A sequential study of intravenous and oral fleroxacin in the treatment of complicated urinary tract infection

Michael Gelfand, B. P. Simmons, R. B. Craft, J. Grogan

Research output: Contribution to journalArticle

16 Citations (Scopus)

Abstract

This study enrolled patients with complicated urinary tract infections (UTIs) in a trial to determine the efficacy and safety of sequential therapy with intravenous fleroxacin (first 3 days) followed by oral fleroxacin, for a total course of 7-14 days, both administered at a dosage of 400 mg once a day. We enrolled 68 patients with complicated UTIs or acute pyelonephritis, 32 of whom were evaluable for bacteriologic and clinical efficacy. The pathogens isolated included Escherichia coli, 15; enterococci, 9; miscellaneous, 15. Intravenous fleroxacin was given for a mean of 3.2 days, followed by oral fleroxacin for a mean of 5.3 days. A total of 27 patients were clinically cured (84%), two improved, and three failed. A total of 26 patients were bacteriologically cured (81%), and six failed (19%). The bacteria that were not eradicated included enterococci, 4; Staphylococcus epidermidis, 1; and Pseudomonas species, 1. One enterococcal isolate became resistant to fleroxacin.

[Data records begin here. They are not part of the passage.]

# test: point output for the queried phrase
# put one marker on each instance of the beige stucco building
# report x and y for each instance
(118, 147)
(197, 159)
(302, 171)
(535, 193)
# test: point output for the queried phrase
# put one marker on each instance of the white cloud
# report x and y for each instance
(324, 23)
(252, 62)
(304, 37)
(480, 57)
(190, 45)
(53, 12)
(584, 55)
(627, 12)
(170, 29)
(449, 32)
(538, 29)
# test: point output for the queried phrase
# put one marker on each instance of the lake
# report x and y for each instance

Four patients were bacteremic (E. coli, 3; Proteus mirabilis, 1); the pathogen was eradicated in all cases. Two patients developed urinary enterococcal superinfections. A total of 12 patients experienced 16 adverse reactions remotely, possibly, or probably related to fleroxacin (insomnia, 3; dizziness, 2; miscellaneous, 11). One patient had a grand mal seizure after aspirating gastric contents; the seizure was thought to be only remotely related to the study drug. Fleroxacin was discontinued in two patients because of adverse effects (phlebitis at intravenous access site, 1; anxiety and insomnia, 1). Only minor and asymptomatic laboratory abnormalities were observed. All clinical and laboratory abnormalities resolved with discontinuation of the study drug. Fleroxacin is a safe and effective antibiotic for sequential intravenous and oral treatment of acute pyelonephritis and complicated UTIs. Enterococci may be problematic pathogens, as reported with other fluoroquinolones.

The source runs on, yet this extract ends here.